Les Communes votent pour la fin de tout investissement fédéral dans les hydrocarbures

OTTAWA — Une majorité d’élus à la Chambre des communes se sont exprimés lundi en faveur d’une cessation de tout investissement d’Ottawa dans les énergies fossiles.

Une motion bloquiste en ce sens a été adoptée, libéraux et néo-démocrates l’ayant appuyée comme ils avaient signalé qu’ils allaient le faire la semaine dernière.

Le texte entériné à 210 voix contre 115 appelle à constater les effets des changements climatiques, comme les incendies de forêt, mais aussi à couper le robinet des fonds fédéraux envers l’industrie des hydrocarbures et à faire davantage d’investissements verts.

«On fait pression (…) pour que cesse toute subvention, toute aide financière, que ce soit crédit d’impôt, subvention ou autre aux pétrolières. Il faut que ça arrête», a dit lundi le leader parlementaire du Bloc québécois, Alain Therrien, quelques heures avant le vote des élus fédéraux.

Le ministre de l’Environnement, Steven Guilbeault, avait expliqué à La Presse Canadienne, au cours d’une entrevue accordée la semaine dernière, que le gouvernement fédéral considère déjà qu’il est en voie de répondre à la composante de la motion concernant le financement à l’industrie fossile.

«On a éliminé l’an passé les subventions internationales aux combustibles fossiles. (…) (Au niveau) domestique, ça fait partie de notre entente avec le NPD (de le faire d’ici la fin de l’année). Nous allons respecter cet engagement», avait-il assuré.

Il avait affirmé que le gouvernement en est à «ses derniers milles» pour avoir pleinement rempli sa promesse.

Les libéraux de Justin Trudeau promettent de réduire les subventions à l’industrie des énergies fossiles jusqu’à les éliminer depuis la campagne électorale de 2015 qui a permis de les faire élire pour le premier de leurs trois mandats consécutifs.
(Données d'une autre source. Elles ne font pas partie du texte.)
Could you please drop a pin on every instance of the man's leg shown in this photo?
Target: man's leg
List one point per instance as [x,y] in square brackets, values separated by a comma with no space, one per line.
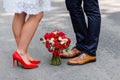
[78,21]
[91,8]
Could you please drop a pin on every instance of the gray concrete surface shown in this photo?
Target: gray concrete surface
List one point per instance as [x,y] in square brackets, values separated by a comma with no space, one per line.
[107,66]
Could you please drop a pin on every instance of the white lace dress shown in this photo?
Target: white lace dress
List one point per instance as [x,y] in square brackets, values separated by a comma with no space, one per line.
[27,6]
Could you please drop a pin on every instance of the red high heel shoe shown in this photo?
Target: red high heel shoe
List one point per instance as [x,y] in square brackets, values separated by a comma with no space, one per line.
[35,61]
[17,57]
Cet engagement, aussi pris par le Canada au G20, n’a pas été complété depuis. Avec leur plateforme de la plus récente campagne électorale, en 2021, les libéraux ont promis que ce sera chose faite d’ici la fin de 2023.

Or, les bloquistes sont en désaccord avec l’interprétation libérale de ce qu’est ou non une subvention fédérale à l’industrie des hydrocarbures.

«Par exemple les subventions à la capture et stockage de carbone, il y en a qui disent (que) c’est une subvention aux combustibles fossiles», avait reconnu de son propre chef M. Guilbeault la semaine dernière.

À cela, le ministre répond que le secteur des hydrocarbures doit être épaulé pour des projets verts. «Dans la mesure où on aide le secteur de l’aluminium, les cimenteries, l’acier, le secteur forestier à décarboner, d’un point de vue éthique, le gouvernement ne peut pas dire ‘’Eh bien, vous on vous aide, mais vous on ne vous aide pas’’, s’était-il défendu. Et je comprends que là-dessus tout le monde n’est pas d’accord.»

Questionné lundi quant à cet argumentaire, M. Therrien a rétorqué que «le pétrole ne sera jamais vert». À son avis, cela permet aux pétrolières de continuer à accroître leur production tout en s’engageant à avoir «un baril de pétrole qui pollue moins».

À ses yeux, il est aussi clair que le financement fédéral aux énergies fossiles ne va pas réellement en décroissance.

«Les faits sont têtus. Il suffit de regarder des chiffres, des budgets et on s’aperçoit rapidement que soit qu’il y a des subventions ou des crédits d’impôt qui vont à ces entreprises qui œuvrent (avec) des énergies fossiles. Tu n’as pas besoin d’avoir un doctorat en mathématiques pour comprendre ça», a-t-il tranché.

Les néo-démocrates sont sur la même longueur d’onde, ayant notamment rappelé l’acquisition par le gouvernement Trudeau de l’oléoduc Trans Mountain au cours du débat sur la motion.

«On est un pays producteur de pétrole et de gaz et on a un gouvernement libéral qui encourage, subventionne et paie avec notre argent public pour qu’on produise encore plus de gaz et de pétrole», a notamment dit le chef adjoint du NPD, Alexandre Boulerice.

Les conservateurs ont fait bande à part lundi –  avec un député indépendant – en votant contre la motion bloquiste.

«Je suis entièrement pour notre secteur pétrolier dans l’Ouest canadien, avait mentionné jeudi dernier le chef conservateur Pierre Poilievre. C’est un très bon secteur qui finance nos services sociaux.»